Le parcours vallonne ensuite entre les forêts des Combrailles finissantes, pour descendre progressivement vers les plaines agricoles et viticoles autour de Saint-Pourçain.  Le rythme plutôt mesuré jusqu’à présent, grimpe progressivement, jusqu’à inquiéter Maurice qui lance “Eh les gars vous avez l’intention de faire 300 bornes ?”. Je suis content de son intervention, car je n’étais pas plus fringant bien qu’il restât encore beaucoup de bornes à tailler.

9h40 à Saint-Pourçain : le groupe se sépare momentanément dans les ruelles du centre-ville. Jean-Paul, Maurice et moi, avalons un deuxième café, et réclamons le précieux tampon du cafetier. Lionel, Alain et Eric ont birfurqué sur une autre route. Maurice les contacte par tél : nous les retrouverons plus tard.

11h10 Le Donjon est atteint ! Depuis 20km, une panne de turbo me ralentit dans les montées. J’ai trouvé un autre cyclo (Blanzat) avec lequel partager les moments de solitude, comme les a si bien décrits l’humoriste Bigard.Au Donjon, pause de 20mn pour avaler le casse-croûte,  se désaltérer (le soleil est modéré, mais les vêtements longs tiennent chaud !) et modifier la tenue. A la sortie du bar, nous échangeons quelques plaisanteries avec un groupe de motard originaire de la Loire : j’aime bien cette facilité de contact que procure le vélo.

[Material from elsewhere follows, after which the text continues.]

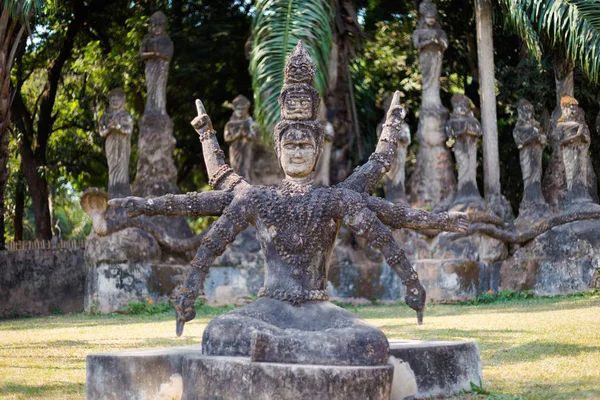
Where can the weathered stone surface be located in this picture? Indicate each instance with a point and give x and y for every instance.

13h20 voici Marcigny, en Saône et Loire. Toujours en panne de turbo, je profite des paysages des terroirs visités : après la moutarde à Charroux, la vigne à Saint-Pourçain, la volaille à Jaligny/Bresbre, voici le pays du Charolais. Nous transverserons la Loire, à l’étiage particulièrement bas : pourvu que la pluie tombe bientôt !

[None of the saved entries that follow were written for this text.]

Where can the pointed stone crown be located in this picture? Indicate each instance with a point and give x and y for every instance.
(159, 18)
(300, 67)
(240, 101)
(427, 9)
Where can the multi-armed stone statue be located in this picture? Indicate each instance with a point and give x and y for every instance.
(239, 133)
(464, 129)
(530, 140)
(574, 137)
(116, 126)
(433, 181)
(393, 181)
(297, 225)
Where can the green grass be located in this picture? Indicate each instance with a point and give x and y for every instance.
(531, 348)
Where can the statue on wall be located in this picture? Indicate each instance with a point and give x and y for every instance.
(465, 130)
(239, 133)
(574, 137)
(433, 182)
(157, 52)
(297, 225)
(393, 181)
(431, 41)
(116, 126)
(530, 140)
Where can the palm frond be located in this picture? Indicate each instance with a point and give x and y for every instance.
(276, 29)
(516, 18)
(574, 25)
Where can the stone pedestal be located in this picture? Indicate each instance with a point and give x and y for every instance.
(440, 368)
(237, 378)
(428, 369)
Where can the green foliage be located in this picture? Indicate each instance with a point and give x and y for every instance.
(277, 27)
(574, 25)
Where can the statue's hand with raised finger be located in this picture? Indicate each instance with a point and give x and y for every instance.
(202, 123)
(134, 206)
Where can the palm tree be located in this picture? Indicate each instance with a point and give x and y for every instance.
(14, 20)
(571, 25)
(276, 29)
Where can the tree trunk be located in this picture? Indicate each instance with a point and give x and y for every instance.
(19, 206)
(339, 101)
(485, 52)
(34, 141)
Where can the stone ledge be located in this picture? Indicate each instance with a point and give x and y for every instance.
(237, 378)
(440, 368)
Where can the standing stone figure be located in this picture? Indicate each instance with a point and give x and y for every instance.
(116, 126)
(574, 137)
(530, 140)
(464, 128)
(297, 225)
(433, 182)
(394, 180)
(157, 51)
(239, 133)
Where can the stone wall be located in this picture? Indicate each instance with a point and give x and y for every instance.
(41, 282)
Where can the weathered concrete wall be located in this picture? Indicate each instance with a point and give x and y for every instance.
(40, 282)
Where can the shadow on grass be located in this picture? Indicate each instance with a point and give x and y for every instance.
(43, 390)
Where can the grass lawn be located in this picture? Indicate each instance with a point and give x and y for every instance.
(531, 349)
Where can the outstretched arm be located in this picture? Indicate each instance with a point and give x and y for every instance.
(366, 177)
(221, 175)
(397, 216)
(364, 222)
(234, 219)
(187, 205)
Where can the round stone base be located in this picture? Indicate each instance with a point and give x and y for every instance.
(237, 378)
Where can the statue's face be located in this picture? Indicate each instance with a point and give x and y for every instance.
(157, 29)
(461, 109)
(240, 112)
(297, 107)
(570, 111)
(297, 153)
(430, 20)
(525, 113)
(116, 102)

La partie la plus ennuyeuse du parcours va maintenant se dérouler sous nos vélos : d’abord une succession de montées et descentes jusqu’à Lapalisse, dans un paysage rural très calme, puis une portion très roulante, mais dénuée d’intérêt et très passante, entre Lapalisse et Vichy.

16h : enfin Vichy. Le moral est quasiment au plus haut, d’autant que le turbo semble reprendre un peu de vigueur. Et puis, la suite du parcours, je la connais par cœur : les virages, les montées, les bourgs et villes traversées. Autant de points de repère qui facilitent la projection dans le futur. C’est le dernier endroit de pointage; nous faisons le plein des bidons, avalons une mousse et repartons, le coeur de plus en plus guilleret.

Entre Limons et Puy-Guillaume, une petite corsa blanche nous double, en riant du xlaxon. C’est ma chérie et mes deux garçons qui reviennent d’une sortie dominicale, et qui nous adressent de grands signes d’encouragement.

17h45 nous voici dans la montée finale vers Saint-Jacques. Je crie à Maurice : “Nous avons gagné !”. Ce dernier pique un sprint, après avoir connu un coup de “moins bien” entre Maringues et Clermont. Le groupe est resté soudé, nous avons fait bloc pour l’accompagner, tout comme mes copains m’ont accompagné plus tôt lors des petites galères.

Heureux et fourbus, nous entrons dans cette salle A. Piron, tristounette et sans saveur, mais oh combien chérie de tous les randonneurs qui réussissent ces ballades s’apparentant à des défis insensés.

Sur le parking, Maurice m’interpelle : “Tu seras sur le 400km ?”. Je ne pense pas mais qui sait, le plaisir de vivre une nouvelle aventure sera peut-être la plus forte …

J’en termine en adressant un grand merci à Alain, Jean-Paul, Lionel et Eric qui ont su se mettre à notre portée, et être patients, ainsi qu’à Maurice pour la rigolade (attention aux feux rouges !).